OMG .....how wonderful 12? Best wishes to Teal carrying all those beauties!!!!


----------



## Sweet Girl (Jun 10, 2010)

So, you're not going to be too busy then for the next several weeks! 

Wow - you are going to have SO many happy families! What worries me is that you might actually now have room on your wait list. That is not good for me. :wink2:

What's the due date again? Hope the anti-nausea helps Teal.


----------



## fourlakes (Feb 16, 2013)

How is Teal doing? Are you all set for puppies?


----------



## CAROLINA MOM (May 12, 2009)

Any update???????


----------



## ArchersMom (May 22, 2013)

Teal is doing great! Still a little picky, but I've found what she likes. We've been soooo busy getting everything ready. Teal and puppies are taking over Branch's room so all of his stuff is getting moved into our bedroom. I'm stocking up on whelping supplies and building the whelping box. Sent off a blood sample to get a titer and nomograph. I even purchased a new SUV and variocage to fit all the puppies in 1 vehicle! I think I'm almost ready.


----------



## ArchersMom (May 22, 2013)

I still can't believe there's really that many puppies in there!


----------



## CAROLINA MOM (May 12, 2009)

You sound like you've got everything under control, Teal looks great. 
I know Branch will be a big help to you.


----------



## ArchersMom (May 22, 2013)

CAROLINA MOM said:


> You sound like you've got everything under control, Teal looks great.
> I know Branch will be a big help to you.

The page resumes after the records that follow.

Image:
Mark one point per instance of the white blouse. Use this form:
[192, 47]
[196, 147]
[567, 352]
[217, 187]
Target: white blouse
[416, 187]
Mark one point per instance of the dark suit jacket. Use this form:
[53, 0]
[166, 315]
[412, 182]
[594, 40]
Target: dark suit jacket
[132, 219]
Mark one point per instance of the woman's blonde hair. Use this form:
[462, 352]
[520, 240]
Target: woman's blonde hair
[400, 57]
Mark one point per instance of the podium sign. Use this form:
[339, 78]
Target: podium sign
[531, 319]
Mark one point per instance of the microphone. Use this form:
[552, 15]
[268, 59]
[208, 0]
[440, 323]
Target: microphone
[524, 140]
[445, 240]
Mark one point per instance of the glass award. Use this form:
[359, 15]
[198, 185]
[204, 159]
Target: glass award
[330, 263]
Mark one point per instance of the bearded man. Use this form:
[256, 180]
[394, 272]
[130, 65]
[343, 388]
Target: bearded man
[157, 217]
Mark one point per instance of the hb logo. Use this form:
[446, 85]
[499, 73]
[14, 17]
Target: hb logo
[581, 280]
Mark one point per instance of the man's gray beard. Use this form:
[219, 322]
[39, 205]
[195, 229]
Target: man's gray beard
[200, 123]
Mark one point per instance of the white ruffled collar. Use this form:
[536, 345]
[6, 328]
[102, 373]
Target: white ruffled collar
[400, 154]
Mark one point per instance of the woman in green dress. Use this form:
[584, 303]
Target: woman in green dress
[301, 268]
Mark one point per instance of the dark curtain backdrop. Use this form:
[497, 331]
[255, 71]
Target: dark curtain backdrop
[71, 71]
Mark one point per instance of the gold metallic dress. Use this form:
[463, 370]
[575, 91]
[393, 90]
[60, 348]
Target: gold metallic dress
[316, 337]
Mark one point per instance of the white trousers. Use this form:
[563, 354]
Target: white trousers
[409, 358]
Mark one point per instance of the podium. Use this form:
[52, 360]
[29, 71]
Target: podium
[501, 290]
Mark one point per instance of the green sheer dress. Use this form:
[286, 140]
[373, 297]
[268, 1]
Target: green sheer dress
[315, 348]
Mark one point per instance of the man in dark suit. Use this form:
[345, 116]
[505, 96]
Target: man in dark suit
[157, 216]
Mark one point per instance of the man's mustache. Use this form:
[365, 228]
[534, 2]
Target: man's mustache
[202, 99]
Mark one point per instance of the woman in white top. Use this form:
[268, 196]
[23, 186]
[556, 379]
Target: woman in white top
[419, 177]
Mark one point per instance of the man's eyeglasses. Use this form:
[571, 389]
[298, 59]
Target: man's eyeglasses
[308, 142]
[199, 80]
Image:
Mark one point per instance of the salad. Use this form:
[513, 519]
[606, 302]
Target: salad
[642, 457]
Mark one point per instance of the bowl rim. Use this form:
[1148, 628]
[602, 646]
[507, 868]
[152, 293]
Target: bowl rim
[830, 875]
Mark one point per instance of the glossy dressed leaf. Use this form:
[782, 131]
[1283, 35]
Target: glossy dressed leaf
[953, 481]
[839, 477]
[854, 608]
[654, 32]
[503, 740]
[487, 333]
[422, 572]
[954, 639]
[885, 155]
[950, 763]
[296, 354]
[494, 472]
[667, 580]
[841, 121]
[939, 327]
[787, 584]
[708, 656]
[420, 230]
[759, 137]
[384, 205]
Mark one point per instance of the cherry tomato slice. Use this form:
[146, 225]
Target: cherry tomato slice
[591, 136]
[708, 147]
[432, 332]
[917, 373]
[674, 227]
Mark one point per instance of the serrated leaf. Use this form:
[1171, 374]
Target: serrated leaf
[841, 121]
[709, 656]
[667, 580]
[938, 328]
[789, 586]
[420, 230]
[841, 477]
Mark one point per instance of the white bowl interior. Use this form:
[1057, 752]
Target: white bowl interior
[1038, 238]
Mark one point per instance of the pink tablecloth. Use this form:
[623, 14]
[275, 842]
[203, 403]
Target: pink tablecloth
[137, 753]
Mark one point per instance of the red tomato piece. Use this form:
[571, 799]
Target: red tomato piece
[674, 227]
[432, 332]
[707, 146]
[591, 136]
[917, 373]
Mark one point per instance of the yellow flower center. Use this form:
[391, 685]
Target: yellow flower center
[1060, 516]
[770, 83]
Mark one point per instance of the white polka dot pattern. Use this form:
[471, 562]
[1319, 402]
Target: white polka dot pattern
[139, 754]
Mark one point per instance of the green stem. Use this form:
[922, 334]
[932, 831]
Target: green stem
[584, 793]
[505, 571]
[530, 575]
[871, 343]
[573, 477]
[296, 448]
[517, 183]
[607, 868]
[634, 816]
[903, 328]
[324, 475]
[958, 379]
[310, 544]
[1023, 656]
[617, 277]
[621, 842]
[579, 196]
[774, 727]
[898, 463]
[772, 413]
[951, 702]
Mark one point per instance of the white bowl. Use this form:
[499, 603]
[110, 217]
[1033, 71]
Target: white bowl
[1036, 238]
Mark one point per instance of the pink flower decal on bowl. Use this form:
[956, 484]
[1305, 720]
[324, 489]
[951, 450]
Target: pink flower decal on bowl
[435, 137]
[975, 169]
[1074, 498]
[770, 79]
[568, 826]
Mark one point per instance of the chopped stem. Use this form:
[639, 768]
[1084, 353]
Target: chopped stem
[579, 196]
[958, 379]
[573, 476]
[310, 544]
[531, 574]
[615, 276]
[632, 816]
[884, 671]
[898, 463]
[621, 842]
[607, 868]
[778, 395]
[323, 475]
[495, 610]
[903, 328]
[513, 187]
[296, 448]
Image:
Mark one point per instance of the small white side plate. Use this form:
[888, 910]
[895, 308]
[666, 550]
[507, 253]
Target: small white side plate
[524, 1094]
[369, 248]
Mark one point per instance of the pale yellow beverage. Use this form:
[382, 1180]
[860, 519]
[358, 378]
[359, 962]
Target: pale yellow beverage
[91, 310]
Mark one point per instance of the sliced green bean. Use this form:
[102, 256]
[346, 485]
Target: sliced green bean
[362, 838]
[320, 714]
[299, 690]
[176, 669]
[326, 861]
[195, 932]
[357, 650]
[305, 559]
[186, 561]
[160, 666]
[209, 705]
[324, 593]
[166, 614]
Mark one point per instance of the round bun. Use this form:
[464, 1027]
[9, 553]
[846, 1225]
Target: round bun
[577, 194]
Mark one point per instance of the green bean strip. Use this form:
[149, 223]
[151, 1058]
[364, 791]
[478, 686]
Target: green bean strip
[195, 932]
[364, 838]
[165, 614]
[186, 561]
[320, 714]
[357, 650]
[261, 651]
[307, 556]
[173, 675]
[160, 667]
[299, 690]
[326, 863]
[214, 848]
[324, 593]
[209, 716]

I don't know, he's a wild one. I keep having to tear him away from the box of sterile gloves :doh:


----------



## LynnC (Nov 14, 2015)

Glad all is going well. Teal looks great  .


----------



## Sweet Girl (Jun 10, 2010)

I can't wait! I actually went to your website yesterday because I was like, these puppies have GOT to be coming soon! I hope all goes well!


----------



## CAROLINA MOM (May 12, 2009)

I am so looking forward to seeing these little ones, hope everything goes well. 

I can see Branch now right in the middle of them all when they are up and running all over the place.....


----------



## Neeko13 (Jul 10, 2010)

Im excited as everyone else.... cant wait til the big day!!!!


----------



## ArchersMom (May 22, 2013)

Teal's almost there! Just about 5 more days


----------



## swishywagga (Nov 13, 2012)

Hoping everything goes well, looking forward to seeing all those lovely pups!.


----------



## LynnC (Nov 14, 2015)

It’ll be here before you know it. Hoping all goes well


----------



## Wicky (Aug 27, 2015)

Good luck Teal (and family)! Hoping all goes well and can’t wait to see the puppy pictures.


----------



## LdyTlfrd (Jan 11, 2017)

How exciting for you & Teal. Best wishes and glad to see the morning sickness was taken care of. When I had my 3 pregnancies, I was sick for 2 of them. Not fun!


----------



## drew510 (Sep 12, 2017)

*So excited!!*

:--happy:

Can't wait!! The amount of puppy talk around the house is growing every day. We are all super excited!!


----------



## Sweet Girl (Jun 10, 2010)

Everytime I see an update to this thread, I think, PUPPIES ARE HERE!!!

:|
If I'm this impatient, can't imagine what the wait must be like for you guys!!


----------



## Ivyacres (Jun 3, 2011)

Just caught up on this thread, we are all anxious for those puppies!


----------



## ArchersMom (May 22, 2013)

Looks like today might be the day. Wish us luck!


----------



## Neeko13 (Jul 10, 2010)

oH BOY oH BOY!!!!! How exciting!!!! Wishing you and Teal the best!!!! Cant wait!!!!!!


----------



## LynnC (Nov 14, 2015)

How exciting !!! Good luck!!! You can do it Teal ?


----------



## ArchersMom (May 22, 2013)

We have one healthy girl so far


----------



## swishywagga (Nov 13, 2012)

Congratulations, great start Teal!


----------



## CAROLINA MOM (May 12, 2009)

Aww.......

Hope everything goes well, looking forward to seeing the little ones.


----------



## ArchersMom (May 22, 2013)

We're halfway through! 4 girls, 2 boys


----------



## CAROLINA MOM (May 12, 2009)

Great to see things progressing along so quickly.......

That little dark red one sure is pretty.... 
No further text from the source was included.